Un appel téléphonique peut parfois en dire plus que de longs sommets diplomatiques. Le 15 mars, le ministre des affaires étrangères, Ahmed Attaf, s’est entretenu avec son homologue français Jean-Noël Barrot. Les communiqués publiés de part et d’autre illustrent une tentative prudente de remettre en mouvement une relation bilatérale régulièrement secouée par les crises politiques et mémorielles.
Le communiqué français insiste sur la volonté de relancer une coopération pour qu’elle « produise des résultats tangibles, dans l’intérêt des deux pays ». Paris a rappelé la situation de Christophe Gleizes, un ressortissant français en prison en Algérie, dont le cas reste sensible dans les relations entre les deux pays. Le texte français mentionne aussi les discussions de haut niveau récemment consacrées à la question du Sahara occidental, signe que ce dossier demeure un point de vigilance diplomatique.

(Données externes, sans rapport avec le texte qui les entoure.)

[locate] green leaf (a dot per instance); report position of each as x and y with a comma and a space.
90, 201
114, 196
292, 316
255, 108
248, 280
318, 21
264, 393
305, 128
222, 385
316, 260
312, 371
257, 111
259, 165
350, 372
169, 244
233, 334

La version algérienne adopte un ton plus régional. Elle évoque un échange sur l’état des relations bilatérales, mais insiste surtout sur les dossiers stratégiques : la situation au Sahel, les développements autour du processus de règlement du Sahara occidental et les tensions croissantes au Moyen-Orient. Les deux ministres ont notamment exprimé leur inquiétude face aux évolutions au Liban, un sujet de préoccupation commun.

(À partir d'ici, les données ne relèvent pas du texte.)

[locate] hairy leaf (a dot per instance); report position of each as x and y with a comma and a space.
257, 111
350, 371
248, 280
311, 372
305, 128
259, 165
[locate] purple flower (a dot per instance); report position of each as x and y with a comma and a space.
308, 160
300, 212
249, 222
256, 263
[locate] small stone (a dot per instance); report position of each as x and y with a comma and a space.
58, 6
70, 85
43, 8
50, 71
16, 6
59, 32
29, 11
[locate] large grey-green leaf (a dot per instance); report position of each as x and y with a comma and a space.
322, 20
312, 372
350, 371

Les priorités diffèrent, mais la conclusion converge : maintenir le dialogue. Dans un contexte international marqué par « l’accumulation des crises », selon la formule française, Paris et Alger semblent chercher à stabiliser un partenariat aussi nécessaire qu’imprévisible. Pour deux capitales habituées aux accès de froid diplomatique, la normalité passe désormais par ces conversations discrètes — modestes signaux d’une relation qui oscille, depuis des décennies, entre crispation et nécessité stratégique.